Então, se o fascismo, o nacionalismo e a liderança política corrupta não são nossa autoridade moral máxima, o que é? Nossas leituras de hoje oferecem uma alternativa. Eu ouço as palavras de Jesus:
“Porque tive fome e me destes de comer, tive sede e me destes de beber, era forasteiro e me acolhestes, estava nu e me vestistes, enfermo e cuidastes de mim, na prisão e me visitastes… Em verdade vos digo que tudo o que fizestes a um dos meus irmãos mais pequeninos, a mim o fizestes”.
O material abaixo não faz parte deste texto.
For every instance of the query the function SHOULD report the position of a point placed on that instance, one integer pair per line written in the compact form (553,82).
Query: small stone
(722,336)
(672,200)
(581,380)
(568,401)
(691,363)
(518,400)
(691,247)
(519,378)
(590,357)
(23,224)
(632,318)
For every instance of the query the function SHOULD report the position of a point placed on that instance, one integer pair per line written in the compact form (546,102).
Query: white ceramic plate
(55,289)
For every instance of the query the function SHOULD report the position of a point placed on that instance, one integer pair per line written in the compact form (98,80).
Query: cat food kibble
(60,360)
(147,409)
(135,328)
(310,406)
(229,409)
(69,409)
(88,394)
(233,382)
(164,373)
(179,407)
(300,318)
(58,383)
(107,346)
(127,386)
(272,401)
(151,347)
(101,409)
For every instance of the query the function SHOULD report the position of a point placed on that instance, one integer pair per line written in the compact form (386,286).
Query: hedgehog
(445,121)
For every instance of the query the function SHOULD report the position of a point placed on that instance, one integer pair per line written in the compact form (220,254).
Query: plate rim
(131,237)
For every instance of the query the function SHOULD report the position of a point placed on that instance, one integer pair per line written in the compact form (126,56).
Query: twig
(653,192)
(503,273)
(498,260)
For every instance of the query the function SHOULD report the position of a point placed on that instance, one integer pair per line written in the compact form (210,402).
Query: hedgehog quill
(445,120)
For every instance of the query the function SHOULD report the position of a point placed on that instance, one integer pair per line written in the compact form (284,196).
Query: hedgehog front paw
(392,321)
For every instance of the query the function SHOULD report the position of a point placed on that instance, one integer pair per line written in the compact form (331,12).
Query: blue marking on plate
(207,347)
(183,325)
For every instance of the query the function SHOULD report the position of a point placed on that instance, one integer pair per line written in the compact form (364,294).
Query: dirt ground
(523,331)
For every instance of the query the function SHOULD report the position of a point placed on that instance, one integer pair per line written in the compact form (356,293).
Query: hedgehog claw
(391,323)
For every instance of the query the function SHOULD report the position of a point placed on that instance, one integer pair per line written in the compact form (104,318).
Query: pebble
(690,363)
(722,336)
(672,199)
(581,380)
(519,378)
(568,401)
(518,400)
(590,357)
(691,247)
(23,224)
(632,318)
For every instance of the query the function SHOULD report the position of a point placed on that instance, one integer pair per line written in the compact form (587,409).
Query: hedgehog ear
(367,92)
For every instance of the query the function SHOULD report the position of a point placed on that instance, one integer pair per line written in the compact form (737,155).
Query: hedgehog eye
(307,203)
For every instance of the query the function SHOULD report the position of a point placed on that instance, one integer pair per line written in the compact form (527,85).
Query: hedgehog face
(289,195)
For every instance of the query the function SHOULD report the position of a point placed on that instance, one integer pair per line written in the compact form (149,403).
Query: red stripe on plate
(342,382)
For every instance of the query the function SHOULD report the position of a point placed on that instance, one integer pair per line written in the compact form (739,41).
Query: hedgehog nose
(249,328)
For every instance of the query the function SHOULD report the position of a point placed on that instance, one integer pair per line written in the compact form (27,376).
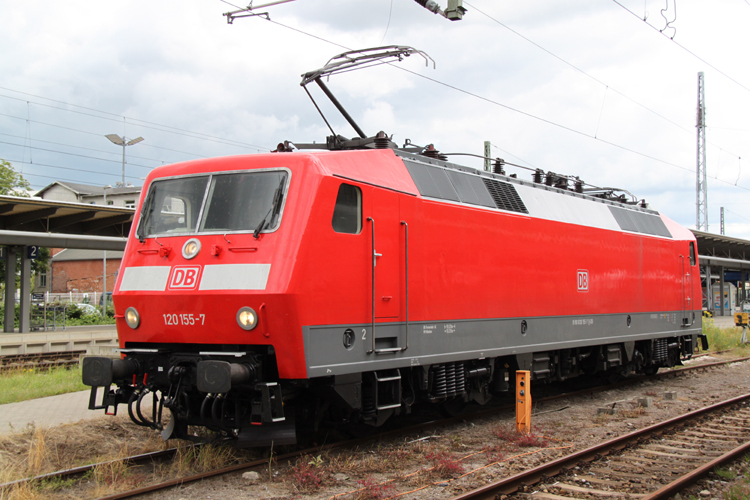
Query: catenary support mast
(701,186)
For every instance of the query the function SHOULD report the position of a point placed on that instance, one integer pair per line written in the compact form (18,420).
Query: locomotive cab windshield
(211,204)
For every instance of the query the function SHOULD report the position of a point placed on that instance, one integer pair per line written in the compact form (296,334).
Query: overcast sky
(582,87)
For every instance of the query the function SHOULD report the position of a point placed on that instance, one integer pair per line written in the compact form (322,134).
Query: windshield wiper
(150,210)
(273,211)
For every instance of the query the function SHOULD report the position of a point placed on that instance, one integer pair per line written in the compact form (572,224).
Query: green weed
(24,384)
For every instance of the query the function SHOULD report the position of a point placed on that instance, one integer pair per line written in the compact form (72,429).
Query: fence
(92,298)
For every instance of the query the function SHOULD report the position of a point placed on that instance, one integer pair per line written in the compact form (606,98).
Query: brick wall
(81,275)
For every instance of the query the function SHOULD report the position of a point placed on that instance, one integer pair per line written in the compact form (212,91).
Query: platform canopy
(724,251)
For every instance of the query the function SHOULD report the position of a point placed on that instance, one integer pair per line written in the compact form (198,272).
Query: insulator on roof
(497,167)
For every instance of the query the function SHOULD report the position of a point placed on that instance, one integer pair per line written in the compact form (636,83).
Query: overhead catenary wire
(583,72)
(72,154)
(134,121)
(73,169)
(510,108)
(683,47)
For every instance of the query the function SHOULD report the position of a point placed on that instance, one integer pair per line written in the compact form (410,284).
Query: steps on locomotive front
(96,340)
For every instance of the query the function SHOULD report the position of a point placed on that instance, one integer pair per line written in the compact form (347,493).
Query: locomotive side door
(387,251)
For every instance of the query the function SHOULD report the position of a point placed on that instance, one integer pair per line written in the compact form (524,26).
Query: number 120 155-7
(184,319)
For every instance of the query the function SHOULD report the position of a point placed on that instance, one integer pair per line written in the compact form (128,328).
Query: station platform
(95,339)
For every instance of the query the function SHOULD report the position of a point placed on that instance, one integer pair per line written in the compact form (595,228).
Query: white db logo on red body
(583,280)
(184,277)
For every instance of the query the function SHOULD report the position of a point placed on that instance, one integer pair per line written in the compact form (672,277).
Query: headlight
(132,318)
(246,318)
(191,248)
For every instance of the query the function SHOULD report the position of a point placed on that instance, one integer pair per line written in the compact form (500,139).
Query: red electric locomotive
(346,286)
(359,282)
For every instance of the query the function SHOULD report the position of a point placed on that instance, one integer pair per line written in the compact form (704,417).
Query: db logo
(583,280)
(184,277)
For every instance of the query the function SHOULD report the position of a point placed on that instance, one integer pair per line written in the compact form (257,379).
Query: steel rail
(408,430)
(680,484)
(512,484)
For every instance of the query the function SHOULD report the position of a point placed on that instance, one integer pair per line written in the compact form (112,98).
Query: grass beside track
(25,384)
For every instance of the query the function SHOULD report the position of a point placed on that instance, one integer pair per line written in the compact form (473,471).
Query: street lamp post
(122,141)
(104,260)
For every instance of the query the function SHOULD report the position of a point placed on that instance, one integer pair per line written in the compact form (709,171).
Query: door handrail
(372,225)
(406,275)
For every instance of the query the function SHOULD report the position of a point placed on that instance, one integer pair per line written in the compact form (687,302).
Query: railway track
(653,463)
(11,362)
(166,454)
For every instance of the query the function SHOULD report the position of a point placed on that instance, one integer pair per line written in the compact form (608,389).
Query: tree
(12,183)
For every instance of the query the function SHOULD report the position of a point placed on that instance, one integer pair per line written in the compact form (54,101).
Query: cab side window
(347,214)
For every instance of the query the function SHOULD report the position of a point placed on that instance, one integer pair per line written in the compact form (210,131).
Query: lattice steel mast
(701,186)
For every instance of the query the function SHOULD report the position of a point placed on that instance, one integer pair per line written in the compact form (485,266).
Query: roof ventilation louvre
(505,196)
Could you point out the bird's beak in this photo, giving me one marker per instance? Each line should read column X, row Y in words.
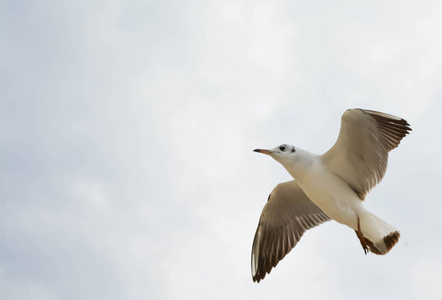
column 268, row 152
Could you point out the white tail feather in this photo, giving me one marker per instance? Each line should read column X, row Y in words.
column 383, row 235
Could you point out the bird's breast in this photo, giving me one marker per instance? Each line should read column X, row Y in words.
column 330, row 193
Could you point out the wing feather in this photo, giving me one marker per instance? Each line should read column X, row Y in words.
column 284, row 219
column 360, row 154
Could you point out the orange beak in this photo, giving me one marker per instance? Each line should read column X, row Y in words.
column 263, row 151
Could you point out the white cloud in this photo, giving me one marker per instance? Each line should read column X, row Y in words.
column 127, row 140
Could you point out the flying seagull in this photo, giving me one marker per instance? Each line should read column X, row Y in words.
column 329, row 186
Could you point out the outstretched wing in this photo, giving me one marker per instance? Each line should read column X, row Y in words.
column 360, row 154
column 284, row 219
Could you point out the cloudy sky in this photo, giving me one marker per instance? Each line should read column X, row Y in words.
column 126, row 137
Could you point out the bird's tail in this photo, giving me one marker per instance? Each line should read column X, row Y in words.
column 378, row 236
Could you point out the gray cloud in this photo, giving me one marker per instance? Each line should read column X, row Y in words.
column 127, row 130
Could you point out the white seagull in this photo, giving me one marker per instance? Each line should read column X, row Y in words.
column 329, row 186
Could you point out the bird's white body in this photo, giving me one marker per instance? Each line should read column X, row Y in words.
column 329, row 192
column 335, row 197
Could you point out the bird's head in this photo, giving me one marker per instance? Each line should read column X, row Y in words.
column 282, row 153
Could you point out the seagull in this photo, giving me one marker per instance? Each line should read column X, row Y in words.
column 329, row 186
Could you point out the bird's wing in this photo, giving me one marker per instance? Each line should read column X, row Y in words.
column 360, row 154
column 284, row 219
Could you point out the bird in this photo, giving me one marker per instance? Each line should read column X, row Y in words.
column 329, row 186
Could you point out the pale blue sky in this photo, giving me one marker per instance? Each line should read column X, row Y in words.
column 126, row 138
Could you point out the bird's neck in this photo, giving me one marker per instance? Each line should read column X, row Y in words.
column 299, row 166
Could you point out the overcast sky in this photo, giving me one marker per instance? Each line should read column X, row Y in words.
column 126, row 138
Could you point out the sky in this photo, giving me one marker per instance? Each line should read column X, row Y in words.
column 126, row 138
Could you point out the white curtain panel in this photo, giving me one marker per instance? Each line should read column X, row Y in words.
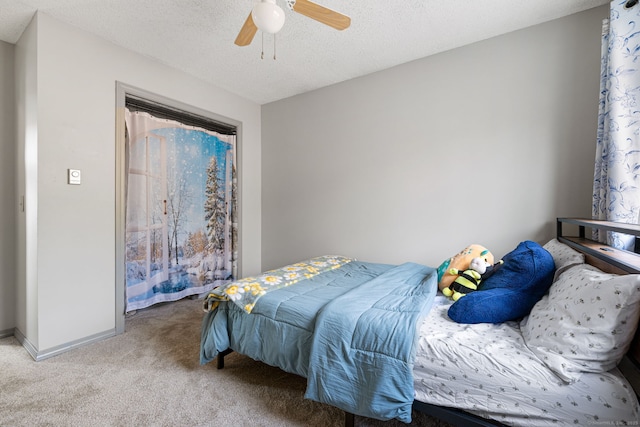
column 179, row 212
column 616, row 187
Essas palavras contrastam fortemente com a acumulação de poder e de recursos, a xenofobia, a degradação dos pobres, a assistência médica inadequada e os sistemas desumanizadores de encarceramento e punição, que eram uma marca registrada tanto da época de Jesus quanto da nossa. Devemos nos lembrar de que, assim como as pessoas LGBTQ+ de hoje, Jesus, um judeu da Galileia, também foi vítima do fascismo e do nacionalismo nas mãos do opressivo Império Romano. No Evangelho de hoje, Jesus nos lembra que sua autoridade não é a maneira deste mundo, não é a maneira como nossas mentes e espíritos humanos são desviados do que é certo e justo quando tentados pelo poder e pelo conforto. Em vez disso, a autoridade de Jesus – que deveria ser a nossa também – é o sonho de Deus de bondade, justiça e paz para todas as pessoas.
Quando penso em Cristo Rei em relação às minhas próprias fontes de autoridade e sabedoria, essa festa se torna significativa, afirmativa e até mesmo libertadora. Não dependo apenas de mim mesmo, nem dos sistemas imperfeitos da política e da sociedade, para encontrar meu fundamento ético e moral. Se Cristo é o Rei e a autoridade moral suprema, então eu não sou, e nem as pessoas que proíbem livros, ou cuidados de saúde que afirmam o gênero, ou conversas honestas sobre sexualidade e identidade. Hoje e todos os dias, que possamos nos lembrar de que as forças orientadoras de nosso universo não são o fascismo, o nacionalismo ou o ódio, mas sim o amor, o cuidado e a justiça – e que possamos agir de acordo.